I have been sort-of a work-a-holic most of my existence. Even when I had things to do or certain things going on or even when I just was not 100%, I kept on going as nothing was wrong.
I was either stubborn or in denial that I needed to rest or even set limitations for myself. I have always thought: “you get sick and you get better. It’s as simple as that”. That is really not the case especially when I got older.
When I was officially diagnosed with anxiety and depression, things fell into place as to why fatigue would happen so often or as to why I would experience muscle pain for days as of my muscles were in the contraction phase of a workout and never relax. I am learning to live with it but never gotten used to it or even being confined to the bed for most of the day.
Lately, I have limit the activities I do in one day so it does not cause pain flare ups.Not by much, but so I do not feel fatigued as much. For example, if I have an anime convention or just going for an outing, I do what I can the day before to make sure I am resting. I cannot always pull this off because I work 40 hours a week. As John Lennon famously said, “life is what happens to you while you are busy making other plans”. Pretty much, days will get away from me. The hard part is really my overthinking and my serious perfectionism. Pacing myself works only half the time.
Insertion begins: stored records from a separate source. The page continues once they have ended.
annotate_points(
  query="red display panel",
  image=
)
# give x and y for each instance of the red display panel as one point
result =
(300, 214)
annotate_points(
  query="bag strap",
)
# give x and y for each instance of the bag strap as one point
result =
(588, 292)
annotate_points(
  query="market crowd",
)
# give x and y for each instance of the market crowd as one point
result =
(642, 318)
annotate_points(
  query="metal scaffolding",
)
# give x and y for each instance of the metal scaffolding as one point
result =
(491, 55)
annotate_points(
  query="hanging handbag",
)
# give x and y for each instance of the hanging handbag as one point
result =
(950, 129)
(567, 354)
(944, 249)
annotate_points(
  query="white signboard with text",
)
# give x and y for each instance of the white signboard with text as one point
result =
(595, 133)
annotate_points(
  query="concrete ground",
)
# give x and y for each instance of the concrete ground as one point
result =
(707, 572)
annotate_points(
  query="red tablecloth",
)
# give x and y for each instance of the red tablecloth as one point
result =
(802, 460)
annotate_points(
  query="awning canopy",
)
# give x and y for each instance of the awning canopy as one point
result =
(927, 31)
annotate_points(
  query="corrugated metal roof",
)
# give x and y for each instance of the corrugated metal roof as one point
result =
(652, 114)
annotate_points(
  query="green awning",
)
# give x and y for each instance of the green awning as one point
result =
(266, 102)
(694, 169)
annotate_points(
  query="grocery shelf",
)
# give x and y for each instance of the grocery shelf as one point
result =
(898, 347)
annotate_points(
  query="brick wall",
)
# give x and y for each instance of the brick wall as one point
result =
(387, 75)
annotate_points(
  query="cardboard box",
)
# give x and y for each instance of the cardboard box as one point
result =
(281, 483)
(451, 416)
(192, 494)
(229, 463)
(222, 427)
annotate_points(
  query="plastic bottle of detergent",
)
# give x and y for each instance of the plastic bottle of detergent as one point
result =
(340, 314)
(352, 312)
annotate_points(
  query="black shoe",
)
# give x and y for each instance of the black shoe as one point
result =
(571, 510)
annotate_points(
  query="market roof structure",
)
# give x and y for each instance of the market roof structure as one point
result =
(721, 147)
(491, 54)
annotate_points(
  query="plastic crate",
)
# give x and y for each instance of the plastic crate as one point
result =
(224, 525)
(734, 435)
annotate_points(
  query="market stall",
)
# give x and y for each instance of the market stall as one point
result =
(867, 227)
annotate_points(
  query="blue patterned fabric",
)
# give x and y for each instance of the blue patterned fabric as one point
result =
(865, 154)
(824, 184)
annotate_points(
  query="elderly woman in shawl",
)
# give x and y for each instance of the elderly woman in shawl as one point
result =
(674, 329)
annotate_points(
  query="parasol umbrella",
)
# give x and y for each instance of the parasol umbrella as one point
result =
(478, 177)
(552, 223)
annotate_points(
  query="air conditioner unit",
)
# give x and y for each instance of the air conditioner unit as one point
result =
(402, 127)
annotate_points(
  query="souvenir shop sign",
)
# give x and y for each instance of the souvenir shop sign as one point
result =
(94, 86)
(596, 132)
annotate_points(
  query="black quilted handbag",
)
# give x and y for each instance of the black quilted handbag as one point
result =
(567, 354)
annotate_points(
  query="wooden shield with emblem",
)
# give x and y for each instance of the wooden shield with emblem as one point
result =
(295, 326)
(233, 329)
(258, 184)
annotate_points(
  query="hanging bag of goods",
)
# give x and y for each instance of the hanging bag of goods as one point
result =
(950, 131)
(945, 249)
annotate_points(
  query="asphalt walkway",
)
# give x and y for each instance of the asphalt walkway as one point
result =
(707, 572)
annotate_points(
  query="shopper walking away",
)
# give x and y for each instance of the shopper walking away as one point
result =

The one thing I had to learn is to not side with those who are against me. The comments telling me “you’re to young to be in pain” or “I’m tired too” or “you shouldn’t be depressed” reflect why there is so much stigma and ignorance about mental illness and chronic illness. I have to trust my own judgement.
Remember when your parents or adults would remind you “sticks and stones may break your bones but words will never hurt you”? Mostly everyone has heard this or was told this. For some it is farther from the truth. Words are used as communication. Once something is said, you can not un-say-it. Ever since a child, I was teased and called every name from nerd, to ugly, to even pull phrases that diminished my self esteem and even bring me to tears. This was every other day. No one took me series then and when I explain my story, no one believes me now.
There are days I wake up literally thinking —
“What would happen if I literally harmed myself or attempted to kill myself, would anyone care?”
Until recently, I actually never knew why someone calling me a name would hurt my feelings until recently. I don’t like confrontation! It has so much to do with social anxiety. The worst part about sitting in class everyday is that everyone would laugh at me and call me names. The only thing the teachers would do is watch; maybe say “stop it” but no action what-so-ever.
Words hurts! Hurtful words spoken intentionally can wound deeply but so can words that are simply part of our vocabulary – words that aren’t meant to be hurtful but nevertheless cause others pain. You are told to “get over it”. I became more reserved and pass it off as just being shy when I was developing a mental illness of anxiety and depression.
Today, I am unable to respond to compliments. I will say “thank you” but I won’t believe someone when they compliment me even though it registers in my heart. It won’t register in my mind. Believe it or not, I am able to interact with people and function normally — on the outside. On the inside, I have several instructive thoughts and want to go in complete solitude.
When it comes to mental health, words matter. They matter when your are young why you are still developing and can be impactful when your are older. Words do hurt. The ridicule, distain, humiliation, taunting, all cause injury. Verbal abuse causes more than emotional trauma. It inflicts lasting physical effects on brain structure. Bullying is series and words are a form of communication. Please be mindful.